Gellman and an international collaboration of researchers published their findings Dec. 22 in the journal Nature Chemical Biology. The work was led by Brian Cary when he was a doctoral student in Gellman’s lab.

Many hormones are peptides, including insulin and GLP-1. These peptides provide key information to cells that affects metabolism, such as by controlling blood sugar. Peptides pass on this information by binding to and activating specialized receptor proteins on the outside of a cell.

Biologists often imagine the peptide as a key that fits into and turns the receptor’s lock. Just like for keys, the right shape is critical for a peptide to work properly.

Drug makers often try to adjust a peptide’s shape to make it a better drug. Because GLP-1 adopts a corkscrew shape, the assumption was that forcing the peptide to be more helical might make GLP-1 better able to activate its target in the body.

Yet when Cary engineered GLP-1-like peptides to better form this corkscrew shape, he discovered that they were less potent.

To dig into this unexpected finding, Cary designed and created a series of differently shaped GLP-1 varieties to test. Using amino acids not normally found in natural peptides, Cary was able to produce two types of shapes. One category was helical throughout its length, while the other one bent at a severe angle close to one end.

When the research team tested these different shapes, they uncovered a puzzle: helical peptides bound strongly to the receptor, but were terrible at activating it; kinked proteins bound weakly, but effectively activated the receptor when they finally docked in.

To solve this puzzle, the team came up with a new model of how GLP-1 might work. In this model, GLP-1 binds to and activates its target as a helix — the correctly shaped key to fit in the lock. Then, GLP-1 is able to switch to a new shape with a kink near the end. The kink helps reset GLP-1’s cellular target, preparing it to send a new signal. The peptide can then switch back to a helix to fully dock again and activate the target once more.

“By going back and forth, but never completely popping off the receptor, you get to keep signaling and be more effective as a signal-inducing peptide,” says Gellman. Only a peptide able to switch back and forth can accomplish this feat.

This model was supported by data showing a GLP-1-like peptide bound to its receptor in the two different shapes.

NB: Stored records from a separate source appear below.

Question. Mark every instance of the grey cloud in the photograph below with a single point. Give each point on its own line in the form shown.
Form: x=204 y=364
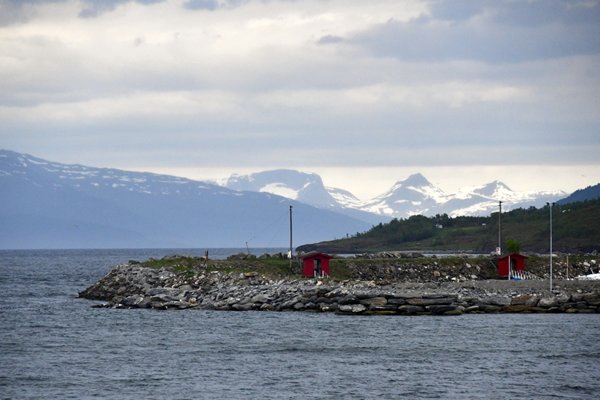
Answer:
x=201 y=5
x=509 y=34
x=329 y=39
x=212 y=5
x=93 y=8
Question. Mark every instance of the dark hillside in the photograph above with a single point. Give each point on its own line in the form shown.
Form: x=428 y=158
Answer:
x=576 y=228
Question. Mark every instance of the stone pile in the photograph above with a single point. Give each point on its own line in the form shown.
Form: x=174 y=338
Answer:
x=135 y=286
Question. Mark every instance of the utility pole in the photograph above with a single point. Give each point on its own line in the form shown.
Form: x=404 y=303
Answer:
x=290 y=252
x=500 y=229
x=550 y=206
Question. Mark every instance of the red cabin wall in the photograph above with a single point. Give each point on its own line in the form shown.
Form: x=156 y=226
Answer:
x=308 y=266
x=519 y=261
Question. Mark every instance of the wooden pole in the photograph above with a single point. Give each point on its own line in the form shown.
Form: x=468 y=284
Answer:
x=291 y=233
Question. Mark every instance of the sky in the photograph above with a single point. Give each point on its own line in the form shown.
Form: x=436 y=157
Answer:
x=363 y=93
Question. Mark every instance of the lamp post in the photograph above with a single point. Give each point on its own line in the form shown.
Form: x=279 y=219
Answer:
x=291 y=249
x=550 y=206
x=499 y=250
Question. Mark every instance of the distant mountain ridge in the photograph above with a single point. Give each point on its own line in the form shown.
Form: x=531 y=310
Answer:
x=588 y=193
x=46 y=204
x=413 y=196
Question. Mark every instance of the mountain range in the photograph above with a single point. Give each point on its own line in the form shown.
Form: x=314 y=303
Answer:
x=413 y=196
x=46 y=204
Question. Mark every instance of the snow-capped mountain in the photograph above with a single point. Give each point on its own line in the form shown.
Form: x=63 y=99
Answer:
x=46 y=204
x=304 y=187
x=412 y=196
x=301 y=186
x=483 y=200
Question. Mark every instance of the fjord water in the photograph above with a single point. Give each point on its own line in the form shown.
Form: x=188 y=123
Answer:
x=54 y=345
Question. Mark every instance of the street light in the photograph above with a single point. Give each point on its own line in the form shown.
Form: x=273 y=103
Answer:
x=550 y=205
x=499 y=249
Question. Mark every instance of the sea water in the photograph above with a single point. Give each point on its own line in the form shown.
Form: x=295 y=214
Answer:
x=54 y=345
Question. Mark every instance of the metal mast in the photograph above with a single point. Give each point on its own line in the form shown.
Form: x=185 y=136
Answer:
x=290 y=252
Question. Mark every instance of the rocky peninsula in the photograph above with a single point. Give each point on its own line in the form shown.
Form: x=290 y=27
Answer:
x=384 y=285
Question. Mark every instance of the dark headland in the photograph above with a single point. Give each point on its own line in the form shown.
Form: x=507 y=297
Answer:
x=386 y=284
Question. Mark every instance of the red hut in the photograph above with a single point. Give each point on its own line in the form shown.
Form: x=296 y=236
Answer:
x=517 y=264
x=316 y=264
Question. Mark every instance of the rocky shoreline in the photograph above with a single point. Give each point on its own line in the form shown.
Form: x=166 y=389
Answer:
x=134 y=285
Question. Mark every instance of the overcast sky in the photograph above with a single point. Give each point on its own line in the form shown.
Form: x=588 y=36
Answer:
x=362 y=92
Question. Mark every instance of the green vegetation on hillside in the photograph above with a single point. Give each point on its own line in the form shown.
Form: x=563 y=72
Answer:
x=576 y=228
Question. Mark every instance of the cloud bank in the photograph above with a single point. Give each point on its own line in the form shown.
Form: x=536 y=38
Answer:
x=306 y=83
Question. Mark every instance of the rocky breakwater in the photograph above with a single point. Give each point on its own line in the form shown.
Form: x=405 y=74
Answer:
x=136 y=286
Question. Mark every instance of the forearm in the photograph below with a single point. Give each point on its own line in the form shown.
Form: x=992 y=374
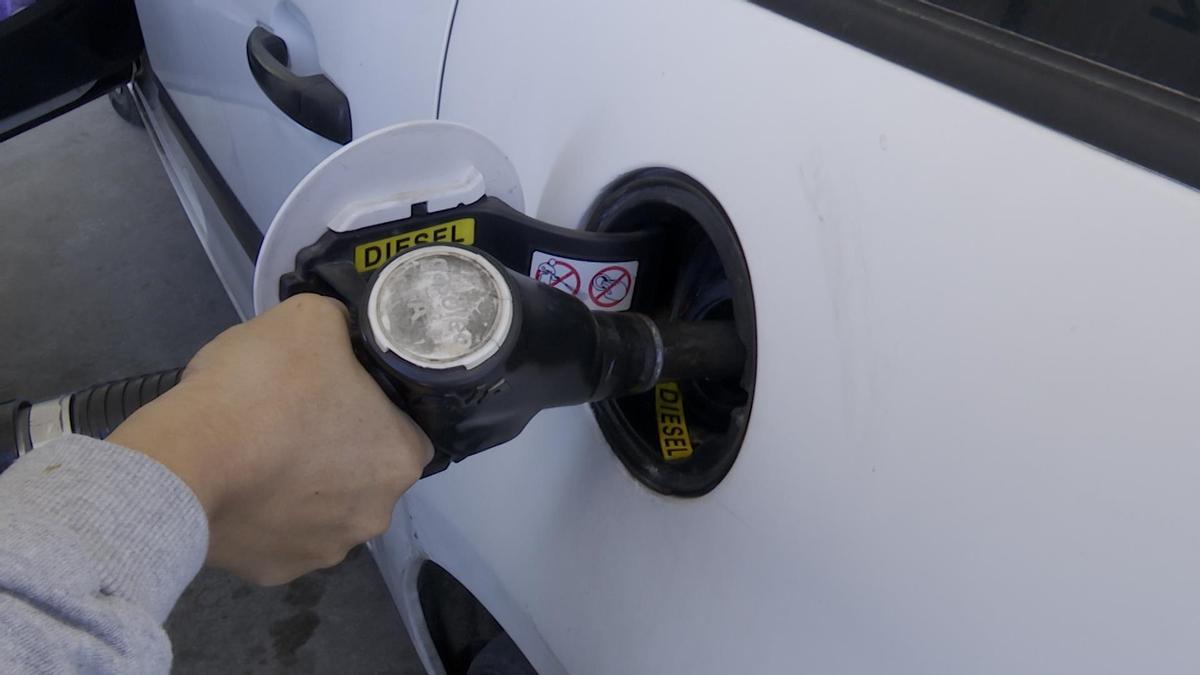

This molecular-level imaging of the shape of different proteins, known as Cryo-EM, helps scientists see how biological machinery fits together to function.

“The pleasure of seeing that Cryo-EM structure and recognizing that there are two states was seeing strong evidence that there is a second state that plays a functional role here,” says Gellman.

Going forward, Gellman says drug makers should consider whether their peptides of choice may similarly benefit from being able to adopt multiple shapes.

“We generally think of a single idealized structure that we are trying to obtain. But I would conclude from these results that actually the way to be most effective is to ensure you maintain particular modes of flexibility,” he says. “If you have that idea in mind, then you’re looking at the molecule in different ways.”

This work was supported in part by the National Institutes of Health (grants R01 GM056414, T32 GM008349, P41GM136463, P41RR002301, P41GM103399, S10RR02781, S10RR08438, S10RR023438, S10RR025062, and S10RR029220) and the National Science Foundation (grants DGE-1747503, DMB-8415048, OIA-9977486, and BIR-9214394).